Friday, 15 February, 2019 , 17:59
Under a grey sky, men and women of all ages marched through the Kurdish-majority city waving yellow flags bearing a picture of Ocalan.
Donning puffer jackets and coats, they flashed victory signs as onlookers watched from their balconies.
Labelled the "nemesis" of the Turkish state, Ocalan remains a revered figure for Kurds not just in Turkey but across the region, despite being cut off from the outside world.
Ocalan is the only detainee at Turkey's prison island of Imrali, nearly 60 kilometres (35 miles) southwest of Istanbul.
"They put our leader in prison for no reason, and no country raised its voice against it," said Turkiya, a 60-year-old Kurdish protester in Qamishli.

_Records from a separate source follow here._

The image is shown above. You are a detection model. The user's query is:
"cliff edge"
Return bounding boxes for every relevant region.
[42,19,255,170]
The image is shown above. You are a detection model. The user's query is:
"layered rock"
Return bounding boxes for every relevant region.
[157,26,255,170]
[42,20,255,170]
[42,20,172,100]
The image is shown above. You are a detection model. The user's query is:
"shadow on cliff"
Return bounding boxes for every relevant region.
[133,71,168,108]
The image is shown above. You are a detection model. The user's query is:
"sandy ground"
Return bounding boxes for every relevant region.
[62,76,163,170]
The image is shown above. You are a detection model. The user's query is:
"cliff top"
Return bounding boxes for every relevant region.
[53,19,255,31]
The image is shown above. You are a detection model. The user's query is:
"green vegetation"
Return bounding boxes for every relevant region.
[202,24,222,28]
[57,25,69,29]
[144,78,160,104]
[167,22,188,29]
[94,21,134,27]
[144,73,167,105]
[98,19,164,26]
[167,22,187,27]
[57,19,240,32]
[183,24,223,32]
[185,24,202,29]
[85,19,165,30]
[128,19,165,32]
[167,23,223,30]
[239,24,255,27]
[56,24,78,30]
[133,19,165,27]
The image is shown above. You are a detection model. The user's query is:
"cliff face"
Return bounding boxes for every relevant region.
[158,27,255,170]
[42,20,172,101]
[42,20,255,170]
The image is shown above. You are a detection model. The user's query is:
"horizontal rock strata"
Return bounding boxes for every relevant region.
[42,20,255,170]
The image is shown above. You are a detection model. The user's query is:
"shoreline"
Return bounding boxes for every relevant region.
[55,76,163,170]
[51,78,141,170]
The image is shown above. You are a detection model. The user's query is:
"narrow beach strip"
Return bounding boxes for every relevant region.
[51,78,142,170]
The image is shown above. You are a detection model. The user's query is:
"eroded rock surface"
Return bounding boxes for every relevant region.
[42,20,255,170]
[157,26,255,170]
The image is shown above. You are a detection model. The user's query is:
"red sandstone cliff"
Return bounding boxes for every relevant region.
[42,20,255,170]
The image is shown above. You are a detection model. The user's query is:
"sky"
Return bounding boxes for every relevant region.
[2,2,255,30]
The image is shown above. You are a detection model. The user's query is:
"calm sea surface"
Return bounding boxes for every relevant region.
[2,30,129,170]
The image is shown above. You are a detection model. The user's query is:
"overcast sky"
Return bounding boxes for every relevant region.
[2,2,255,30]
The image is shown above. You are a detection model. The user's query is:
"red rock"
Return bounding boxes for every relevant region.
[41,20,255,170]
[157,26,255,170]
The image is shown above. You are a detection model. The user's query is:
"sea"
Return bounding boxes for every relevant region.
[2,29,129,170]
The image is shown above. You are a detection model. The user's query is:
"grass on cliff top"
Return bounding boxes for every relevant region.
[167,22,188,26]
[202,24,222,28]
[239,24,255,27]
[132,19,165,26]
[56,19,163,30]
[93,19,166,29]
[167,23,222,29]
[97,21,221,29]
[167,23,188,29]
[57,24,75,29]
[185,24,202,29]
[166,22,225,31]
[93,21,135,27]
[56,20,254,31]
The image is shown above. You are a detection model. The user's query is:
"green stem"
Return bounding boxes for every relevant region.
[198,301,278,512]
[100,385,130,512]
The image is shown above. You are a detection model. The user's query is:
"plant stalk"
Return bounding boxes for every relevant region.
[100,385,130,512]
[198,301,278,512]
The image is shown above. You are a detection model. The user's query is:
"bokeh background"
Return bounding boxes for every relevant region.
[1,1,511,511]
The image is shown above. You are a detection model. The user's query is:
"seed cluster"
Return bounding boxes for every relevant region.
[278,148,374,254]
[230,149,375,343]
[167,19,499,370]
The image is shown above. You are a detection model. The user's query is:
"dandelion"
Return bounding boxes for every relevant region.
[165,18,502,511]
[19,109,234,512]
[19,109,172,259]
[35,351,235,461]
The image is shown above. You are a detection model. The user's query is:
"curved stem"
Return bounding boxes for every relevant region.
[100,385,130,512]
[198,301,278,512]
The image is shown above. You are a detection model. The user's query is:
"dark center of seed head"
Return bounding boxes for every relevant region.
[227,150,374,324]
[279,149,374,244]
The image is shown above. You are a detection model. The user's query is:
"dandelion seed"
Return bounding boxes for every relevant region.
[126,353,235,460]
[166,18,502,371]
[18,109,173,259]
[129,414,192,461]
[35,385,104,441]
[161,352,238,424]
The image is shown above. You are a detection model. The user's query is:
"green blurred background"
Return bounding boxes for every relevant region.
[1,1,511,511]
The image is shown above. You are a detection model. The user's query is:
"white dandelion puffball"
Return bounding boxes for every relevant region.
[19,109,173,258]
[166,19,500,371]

Ocalan is one of the founders of the outlawed Kurdistan Workers' Party (PKK), which has waged a bloody insurgency against the Turkish state since 1984.
He was caught in Kenya outside the Greek embassy on February 15, 1999 by Turkish secret service agents after attempting to seek asylum in Europe.
The Kurdish leader was sentenced to death on charges of treason, separatism and murder that same year, but the sentence was commuted to life in prison when Turkey dropped the death penalty in 2002.
The rally aimed to show "once again that our leader has humanist ideas and that we support him", said Chahouz Hassan, who co-heads the Democratic Union Party, a Syrian offshoot of the PKK.
In the chaos of Syria's brutal eight-year war, the long-oppressed Kurdish minority has carved out a semi-autonomous region in the north of the country.
That has prompted a backlash in Ankara, which fears an entrenched Kurdish presence across the border will stoke separatist ambitions at home.
Turkey sees Syrian Kurdish fighters as "terrorists" and has repeatedly threatened to attack Kurdish-held areas along its southern border.